(NEW YORK) — Billionaire Sir Richard Branson is set to launch to the edge of space Sunday in the first fully crewed flight from his private space tourism firm Virgin Galactic.
Branson, 70, will serve as a mission specialist on what is being called the Unity 22 mission, the fourth crewed spaceflight for Virgin Galactic’s VSS Unity spacecraft. Unity is launched from a separate “mothership” aircraft called VMS Eve that takes off from a conventional runway before releasing the spaceship at an altitude of approximately 50,000 feet.
The launch will take place from New Mexico’s Spaceport America, and live coverage will commence at 10:30 a.m.

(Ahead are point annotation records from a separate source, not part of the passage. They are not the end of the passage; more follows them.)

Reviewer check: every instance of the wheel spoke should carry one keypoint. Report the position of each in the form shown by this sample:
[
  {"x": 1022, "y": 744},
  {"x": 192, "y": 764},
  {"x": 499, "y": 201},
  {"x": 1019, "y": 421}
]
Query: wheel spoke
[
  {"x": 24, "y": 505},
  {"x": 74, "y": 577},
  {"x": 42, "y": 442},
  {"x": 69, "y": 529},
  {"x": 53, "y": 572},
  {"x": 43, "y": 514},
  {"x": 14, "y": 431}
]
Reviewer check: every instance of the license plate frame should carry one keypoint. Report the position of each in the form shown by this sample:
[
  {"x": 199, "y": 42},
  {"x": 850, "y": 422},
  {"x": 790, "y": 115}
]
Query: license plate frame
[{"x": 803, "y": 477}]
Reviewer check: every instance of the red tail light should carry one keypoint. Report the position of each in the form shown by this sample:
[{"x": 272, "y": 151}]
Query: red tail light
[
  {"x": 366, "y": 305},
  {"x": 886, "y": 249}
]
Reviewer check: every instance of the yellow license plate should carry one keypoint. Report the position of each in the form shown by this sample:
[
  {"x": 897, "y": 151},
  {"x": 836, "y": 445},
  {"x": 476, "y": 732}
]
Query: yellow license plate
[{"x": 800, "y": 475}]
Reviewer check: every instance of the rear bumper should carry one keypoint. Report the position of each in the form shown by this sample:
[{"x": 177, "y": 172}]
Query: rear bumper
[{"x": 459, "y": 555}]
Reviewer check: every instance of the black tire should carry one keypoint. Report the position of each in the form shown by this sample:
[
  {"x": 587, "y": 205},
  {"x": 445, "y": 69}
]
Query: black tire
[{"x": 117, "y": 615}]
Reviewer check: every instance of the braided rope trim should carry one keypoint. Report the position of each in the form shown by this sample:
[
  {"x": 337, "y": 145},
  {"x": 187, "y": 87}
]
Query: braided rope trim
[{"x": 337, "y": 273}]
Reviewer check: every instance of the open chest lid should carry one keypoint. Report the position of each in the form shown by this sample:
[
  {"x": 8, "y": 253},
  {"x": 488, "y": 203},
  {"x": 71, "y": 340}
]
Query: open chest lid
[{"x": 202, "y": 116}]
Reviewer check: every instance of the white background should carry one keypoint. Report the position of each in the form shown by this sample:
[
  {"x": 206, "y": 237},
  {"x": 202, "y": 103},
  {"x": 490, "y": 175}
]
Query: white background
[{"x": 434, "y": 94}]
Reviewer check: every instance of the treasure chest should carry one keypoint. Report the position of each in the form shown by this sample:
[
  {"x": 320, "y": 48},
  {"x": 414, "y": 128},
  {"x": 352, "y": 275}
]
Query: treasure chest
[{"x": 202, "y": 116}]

ET on Sunday on Virgin Galactic’s website and social media pages.
The crew consists of fellow Virgin Galactic staff: Beth Moses, chief astronaut instructor; Colin Bennet, lead operations engineer; and Sirisha Bandla, vice president of government affairs and research operations.
Pilots Dave Mackay and Michael Masucci will fly the spaceship, with C.J. Sturckow and Kelly Latimer flying the aircraft from which the spaceship will dispatch.

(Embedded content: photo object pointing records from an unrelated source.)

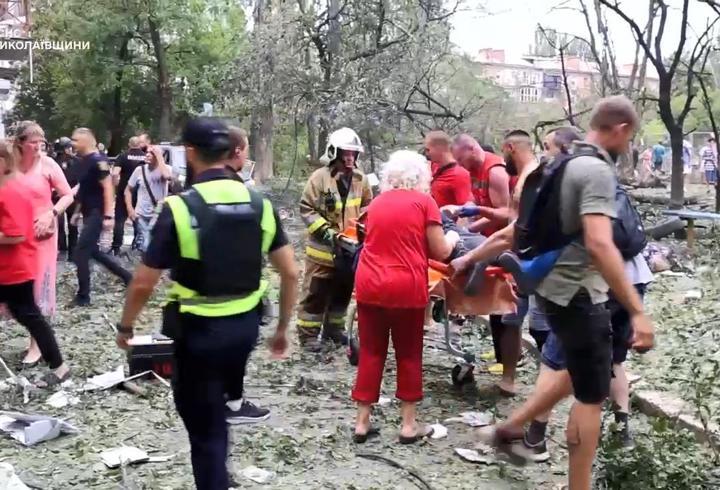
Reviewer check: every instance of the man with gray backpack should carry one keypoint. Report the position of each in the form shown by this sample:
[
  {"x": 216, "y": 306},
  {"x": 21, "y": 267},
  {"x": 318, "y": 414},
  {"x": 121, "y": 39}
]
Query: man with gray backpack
[
  {"x": 566, "y": 213},
  {"x": 151, "y": 181}
]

Branson’s role is to evaluate the private astronaut experience to prepare for future customers, which Virgin Galactic expects to do beginning in 2022.
Virgin Galactic has taken heat from critics, including the Twitter account of competitor Blue Origin, for stretching the definition of “space” as its flights do not go above the Karman line (62 miles above Earth) that is defined by many — but not all — as the boundary between Earth’s atmosphere and space.
“I truly believe that space belongs to all of us,” Branson said in a statement earlier this month announcing his spaceflight. “After 17 years of research, engineering and innovation, the new commercial space industry is poised to open the universe to humankind and change the world for good.”
Branson’s spaceflight comes just nine days ahead of when Amazon founder Jeff Bezos said he will launch into space via his own firm, Blue Origin.